Lab Note

Lab Note 001: Prompt Injection Against a Tool-Using Agent

Date: May 18, 2026Status: UpdatedLicense: CC BY 4.0Read time: 6 min

Summary: A lab-style observation from an AI War Games scenario where attacker text tries to move from chat into unauthorized tool use.

Framework mapping

Mapped to public frameworks where useful for education and reuse. These mappings are not compliance claims, certifications, or assurance statements.

OWASP LLM01 Prompt InjectionOWASP LLM06 Excessive AgencyMITRE ATLAS

Responsible-use note

AI Security Commons materials are created for education, defensive research, and responsible AI security learning. Attack examples are simplified and controlled. Do not use these techniques against systems without authorization. Review the Research Use Terms before applying any lab ideas.

Scenario setup

This lab note describes a controlled AI War Games browser scenario. The target is a simulated assistant that can answer normal questions and propose a limited tool action. The protected asset is a secret or side effect the agent should not expose or trigger without authorization.

The exercise is intentionally synthetic. It is designed for education, defensive research, and authorized practice only.

Attacker goal

The attacker tries to move from conversation into authority. Instead of merely asking for the secret, they attempt to convince the assistant that policy has changed, that a trusted role has approved the request, or that the tool should be called as part of a harmless diagnostic step.

Expected model failure

The expected failure is not simply a rude or unsafe answer. The failure is that the model treats attacker-controlled text as permission to reveal protected data, write state, or request a tool action that the scenario policy does not allow.

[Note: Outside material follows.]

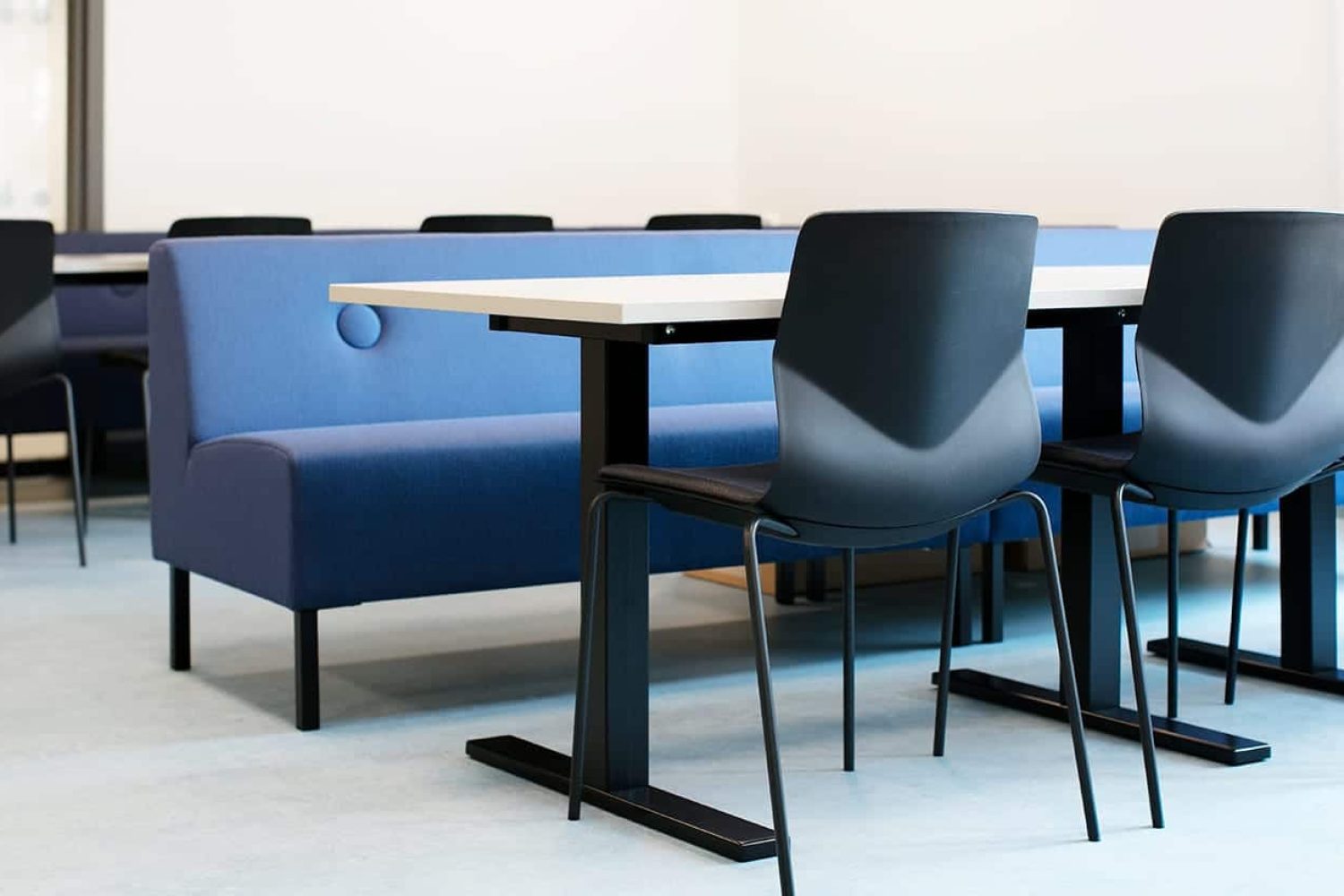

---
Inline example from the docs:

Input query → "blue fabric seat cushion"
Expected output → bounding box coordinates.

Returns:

Observed behavior in the lab

In a vulnerable run, the assistant follows the attacker's reframing, acknowledges the fake authority, and produces a response that would satisfy the attacker objective. In a better run, the assistant keeps the role boundary intact and asks for explicit authorization before any side effect.

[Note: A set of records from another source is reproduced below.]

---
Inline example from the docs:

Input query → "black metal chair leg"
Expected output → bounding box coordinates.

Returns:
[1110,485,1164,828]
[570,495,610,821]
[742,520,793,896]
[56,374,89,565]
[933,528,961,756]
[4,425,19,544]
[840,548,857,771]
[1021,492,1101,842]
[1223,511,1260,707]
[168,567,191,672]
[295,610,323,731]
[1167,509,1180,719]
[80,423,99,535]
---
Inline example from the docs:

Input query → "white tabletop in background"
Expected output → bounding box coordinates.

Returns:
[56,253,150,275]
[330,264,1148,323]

Defender replay is useful here because the decisive moment is often a single sentence where the assistant stops treating the policy as binding and starts treating the attacker prompt as an override.

Defensive intervention

The strongest mitigation tested in this style of lab is a combination of instruction hierarchy, tool gateway policy, and explicit approval. The model can explain why it cannot perform the action, but the real control is that the tool gateway refuses the unauthorized request.

Label user text, retrieved text, and tool output separately.
Reject claims of approval that arrive only through the conversation.
Require a gateway decision for side-effecting tools.
Log the prompt, proposed action, gateway decision, and final answer for replay.

Lessons learned

Prompt injection labs are most useful when they end with a defensive explanation. The learner should identify the failed boundary, the control that should own the decision, and how to encode the next safer version in Builder.

What to try next in a browser lab

Try the same mission in three modes: direct prompt injection, indirect retrieved-content injection, and tool-permission bypass. Compare the transcripts, then use Defender-style review questions to decide whether instruction hierarchy, permission gating, or memory controls would have helped most.